La note de rédacteur : Dans les études, les groupes de « contrôle » incluent les patients qui sont donnés des interventions non-thérapeutiques à comparer au produit étant examiné. L'intervention « factice » est incluse pendant qu'un contrôle pour s'assurer que les résultats ont été provoqués par l'effet de l'intervention thérapeutique, et pas par des autres moyens. Par exemple, aspirin pourrait être donné à un groupe de patients présentant un mal de tête, et un antiacide est donné à un groupe de « contrôle » de patients, qui ont également des maux de tête. Les résultats probables sont que plus de patients dans le groupe de « intervention » (ceux qui a pris aspirin) se plaindront de soulagement que ceux dans le groupe de « contrôle ». De cette façon, les investigateurs peuvent conclure que c'était aspirin qui a fourni l'effet, pas l'antiacide.

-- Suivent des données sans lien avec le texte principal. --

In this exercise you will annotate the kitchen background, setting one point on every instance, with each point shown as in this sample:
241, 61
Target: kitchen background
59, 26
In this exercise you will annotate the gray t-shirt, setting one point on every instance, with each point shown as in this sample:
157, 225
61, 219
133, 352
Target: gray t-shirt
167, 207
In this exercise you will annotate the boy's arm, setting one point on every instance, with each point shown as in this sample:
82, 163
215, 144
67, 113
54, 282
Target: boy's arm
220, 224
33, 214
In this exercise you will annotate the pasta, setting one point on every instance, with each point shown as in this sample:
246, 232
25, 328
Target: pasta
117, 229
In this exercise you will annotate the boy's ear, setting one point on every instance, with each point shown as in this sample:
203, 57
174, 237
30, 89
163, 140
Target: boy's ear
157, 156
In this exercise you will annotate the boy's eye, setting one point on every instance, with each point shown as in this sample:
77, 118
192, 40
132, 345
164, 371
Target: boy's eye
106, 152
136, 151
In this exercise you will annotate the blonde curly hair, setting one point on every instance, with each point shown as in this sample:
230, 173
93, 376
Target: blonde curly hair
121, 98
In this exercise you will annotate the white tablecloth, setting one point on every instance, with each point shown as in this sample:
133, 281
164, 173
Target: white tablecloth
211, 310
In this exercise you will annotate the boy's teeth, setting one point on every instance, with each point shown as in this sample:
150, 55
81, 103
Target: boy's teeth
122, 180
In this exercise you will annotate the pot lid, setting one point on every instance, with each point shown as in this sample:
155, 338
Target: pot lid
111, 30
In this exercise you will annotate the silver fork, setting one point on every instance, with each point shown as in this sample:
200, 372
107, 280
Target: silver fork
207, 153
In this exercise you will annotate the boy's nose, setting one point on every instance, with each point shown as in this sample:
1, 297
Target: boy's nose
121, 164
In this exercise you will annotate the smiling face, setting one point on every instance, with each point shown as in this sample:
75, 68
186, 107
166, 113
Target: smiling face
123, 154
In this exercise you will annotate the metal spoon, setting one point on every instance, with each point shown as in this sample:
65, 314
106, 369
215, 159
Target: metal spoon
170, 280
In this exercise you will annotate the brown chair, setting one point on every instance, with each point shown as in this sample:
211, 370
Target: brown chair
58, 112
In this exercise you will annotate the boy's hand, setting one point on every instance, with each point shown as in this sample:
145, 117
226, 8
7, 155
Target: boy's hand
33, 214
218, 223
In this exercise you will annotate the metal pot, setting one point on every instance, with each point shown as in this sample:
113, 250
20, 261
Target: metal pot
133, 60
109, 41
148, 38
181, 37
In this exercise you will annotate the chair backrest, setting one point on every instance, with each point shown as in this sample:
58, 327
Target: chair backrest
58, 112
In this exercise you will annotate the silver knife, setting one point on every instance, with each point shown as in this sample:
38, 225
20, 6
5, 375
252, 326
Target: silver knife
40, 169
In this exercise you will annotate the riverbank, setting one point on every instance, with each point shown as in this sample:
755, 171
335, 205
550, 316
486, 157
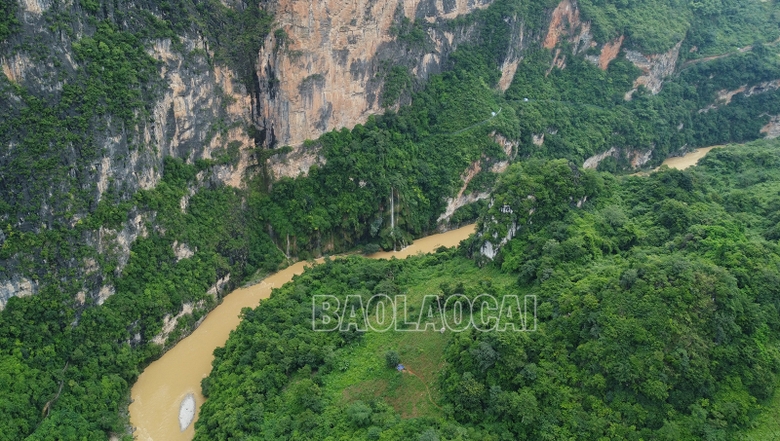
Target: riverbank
165, 384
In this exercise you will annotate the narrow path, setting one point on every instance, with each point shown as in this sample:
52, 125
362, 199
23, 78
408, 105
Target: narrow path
473, 125
728, 54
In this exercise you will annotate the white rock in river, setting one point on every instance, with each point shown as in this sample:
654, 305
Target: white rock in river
186, 411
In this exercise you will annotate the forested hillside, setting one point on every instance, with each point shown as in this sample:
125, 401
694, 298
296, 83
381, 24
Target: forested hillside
657, 319
136, 179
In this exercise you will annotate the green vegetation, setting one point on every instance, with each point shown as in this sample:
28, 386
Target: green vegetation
66, 367
709, 27
8, 21
657, 319
658, 294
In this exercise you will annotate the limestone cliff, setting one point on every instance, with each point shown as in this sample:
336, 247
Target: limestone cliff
327, 73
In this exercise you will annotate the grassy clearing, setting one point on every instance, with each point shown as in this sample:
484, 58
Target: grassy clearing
363, 374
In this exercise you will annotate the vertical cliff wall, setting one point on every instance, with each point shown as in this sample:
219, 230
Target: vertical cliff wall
325, 66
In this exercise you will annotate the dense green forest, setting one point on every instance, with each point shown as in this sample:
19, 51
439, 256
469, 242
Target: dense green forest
657, 319
66, 365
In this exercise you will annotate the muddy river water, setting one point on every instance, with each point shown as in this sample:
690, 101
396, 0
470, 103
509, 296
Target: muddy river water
172, 383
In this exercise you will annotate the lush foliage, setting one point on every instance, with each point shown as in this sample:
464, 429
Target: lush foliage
657, 319
8, 20
66, 365
711, 27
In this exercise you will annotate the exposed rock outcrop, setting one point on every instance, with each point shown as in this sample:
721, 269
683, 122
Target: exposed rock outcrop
637, 158
594, 160
772, 129
725, 96
655, 68
16, 287
327, 73
296, 162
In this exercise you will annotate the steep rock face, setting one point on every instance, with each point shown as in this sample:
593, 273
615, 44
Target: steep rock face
636, 158
725, 96
772, 129
199, 111
325, 74
655, 68
16, 286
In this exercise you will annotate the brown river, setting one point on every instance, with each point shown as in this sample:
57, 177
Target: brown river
172, 382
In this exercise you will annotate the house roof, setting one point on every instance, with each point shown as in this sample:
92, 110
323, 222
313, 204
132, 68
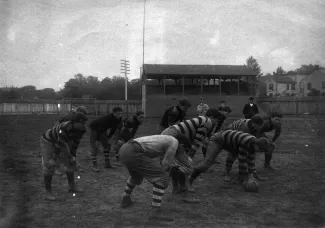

Dans « a aveuglé » l'étude, les patients, les investigateurs, ou parfois chacun des deux (étude en double aveugle) ne savent pas si un patient reçoit la thérapie ou l'intervention « factice ». De cette façon, les scientifiques peuvent s'assurer que les résultats de l'étude ne sont pas affectés par le soi-disant « effet de placebo. » Dans certains cas, un placebo, qui n'a aucune action pharmacologique mais est employé comme contrôle dans la recherche scientifique, peut créer des effets thérapeutiques par la puissance de la suggestion. Par exemple, un patient pourrait être donné une pilule de sucre et a dit que c'est une drogue anti-inflammatoire non-stéroïdale (NSAID) qui soulagera la douleur inflammatoire. Dans certains cas, la douleur peut réellement s'abaisser parce que le patient a cru que la pilule factice était réellement un NSAID.